Photo ci-contre : Bassins d’évaporation d’une mine de lithium à Salinas Grandes, en Argentine. Alors que la Chine possède une position majoritaire dans la production de bon nombre de métaux stratégiques, elle cherche aussi à sécuriser son approvisionnement dans les métaux stratégiques tels que le lithium ou le cobalt – au coeur de la transition énergétique et incontournables pour dominer le marché des batteries – dont la Chine ne possède pas ou peu de ressources dans son sous-sol. Si la Chine a investi pour 2,65 milliards de dollars dans une mine de cobalt en RDC (d’où provient 60 % de l’offre mondiale), l’entreprise chinoise Gangfeng multiplie les acquisitions dans des sites en Australie, Argentine et d’autres pays et devrait rapidement devenir le deuxième producteur mondial de lithium. (© Shutterstock/Aleksandra H. Kossowska)
Produire, consommer, contrôler
Le pouvoir stratégique de la Chine dans ce domaine n’est pas exclusivement une question de dépôts miniers.
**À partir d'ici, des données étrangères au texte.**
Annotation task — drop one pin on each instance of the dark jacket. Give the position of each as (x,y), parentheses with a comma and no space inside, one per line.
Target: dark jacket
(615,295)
C’est également une problématique liée à l’organisation même d’un secteur extractif historiquement éclaté et aux responsabilités politiques diluées entre les niveaux provincial et national.
Depuis le milieu des années 2000 et surtout le début des années 2010, avec la réforme des entreprises d’État, de grandes manoeuvres de concentration sont visibles, comme l’illustre l’évolution de la plus grande entreprise minière chinoise, China MinMetals. Depuis la fin des années 2000, cette dernière a acheté nombre d’entreprises minières locales et est devenue aujourd’hui une entreprise présente sur l’extraction et le raffinage de nombreux métaux en Chine, comme à l’international. Elle est en 2017 la 120e entreprise mondiale au classement Fortune 500, première dans la catégorie des matériaux industriels, et représente bien l’évolution de ces grands miniers chinois qui ont à la fois élargi leur portefeuille d’activités et signé des contrats pour l’exploitation de dépôts sur tous les continents où ils sont en compétition ouverte avec les grands miniers traditionnels occidentaux ou russes. L’Afrique et l’Amérique latine sont devenues depuis quelques années le nouveau terrain d’affrontement économique de ces derniers, avec la compétition pour l’octroi de nombreuses mines de cuivre, de lithium, de cobalt, etc (7). Toutefois, la possession de la ressource brute n’est que la première des étapes de la puissance industrielle induite par les métaux stratégiques.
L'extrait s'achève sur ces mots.